What I discovered while I was staying in Holland seemed to me at the time to be a different concept of what a festival is. To the people in Holland a festival is something you do, not something you go to watch. Then I discovered the Machendra festival in Nepal, which in one sense looks like the origin of Japan's festivals because they build this big festival float and pull it through the streets of the city, just like the dashi in Japanese festivals like the Gion matsuri.
But in Nepal the festival lasts for almost a month, and during that month there is so much going on. The festival has its own music tradition using drum, flute and specially harmonized cymbals that are also fascinating to me as a musician. For me, these traditions, with their incredible depth, be it the drum making in my hometown's festival or the music of the Nepali festivals, seem to be one of the truest forms of art. The foreign festivals I have seen also make me realize that the approach most people have in Japan is one of "protecting our traditions." But, if you are only protecting traditions, those traditions are already dead in one sense. Culture isn't something to simply protect. You have to make culture happen in order to keep it alive. That is something a true festival can do.
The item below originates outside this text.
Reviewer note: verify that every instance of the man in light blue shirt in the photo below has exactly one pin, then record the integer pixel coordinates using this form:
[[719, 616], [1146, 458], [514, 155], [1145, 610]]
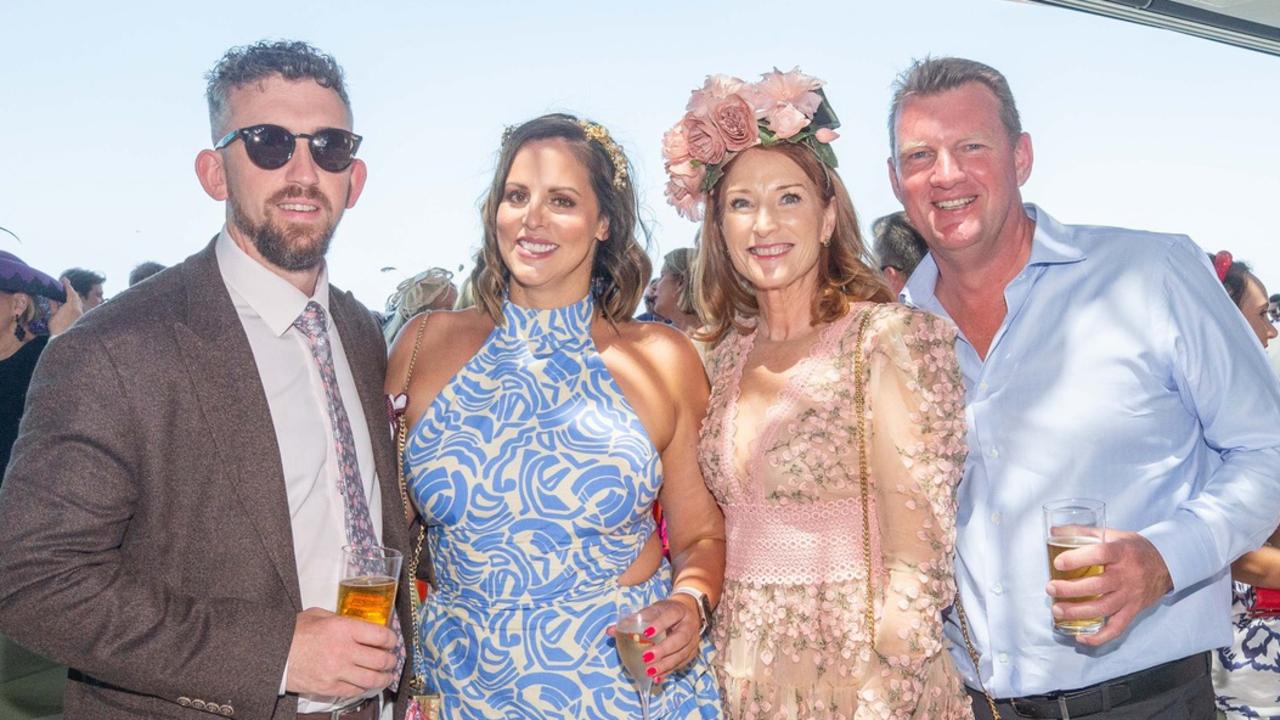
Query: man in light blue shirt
[[1098, 363]]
You don't need a concept of art as long as people are getting together and spontaneously creating music and visual arts and crafts.
Your work today combines your so-called sound encounters, where you create live sound using natural materials like bamboo, stones and twigs, against a visual background--or perhaps you could call it an installation--of photographs and video images projected on the walls of the performance space. Your video works are also "improvisational" like your sound work. What does that involve?
I have been doing these improvisational video works for about 10 years now in the same wooded area on the hill called Koboyama in Kanagawa Prefecture near where I live. I walk for about 40 minutes in the woods looking only at the viewing screen of the video camera and composing as I go. I use the slow-motion mode and sometimes change the color mode, sometimes going black and white or even reversing light for dark. Of course, the sound element, the sound of my footsteps or the wind, is also an important part of the work.
Could you describe the work now showing at Soh Gallery, which seems to add a new dimension to your previous works?
First, I created a soundtrack on a tone generator to serve as a background for my live sound encounter. Then, while I was doing the live sound performance with my natural "instruments" of bamboo, stones, twigs, metal poles and hoops and bean bags in the gallery space, I simultaneously projected one of my Koboyama videos on one wall while projecting real-time images from a camera fixed to my body and another on the ceiling and projecting a prerecorded video of the performance space on the wall behind me.
But, despite all this sound and image development going on at the same time, it does not create an environment that is by any means overwhelming. In fact, it is a very comfortable environment to simply sit and listen and look.
All the equipment I use is electronic, but you see I don't use the latest high-resolution digital video, and the sound effectors I use are basically the same technology that rock musicians were using 30 years ago. So, everything is actually quite analog. If I went to high-definition images it would become distracting, even irritating to watch. When I am making video improvisations in the woods or when I am making sound with bamboo, the purpose is always the same: to achieve a state of openness to the visual and aural natural world around us.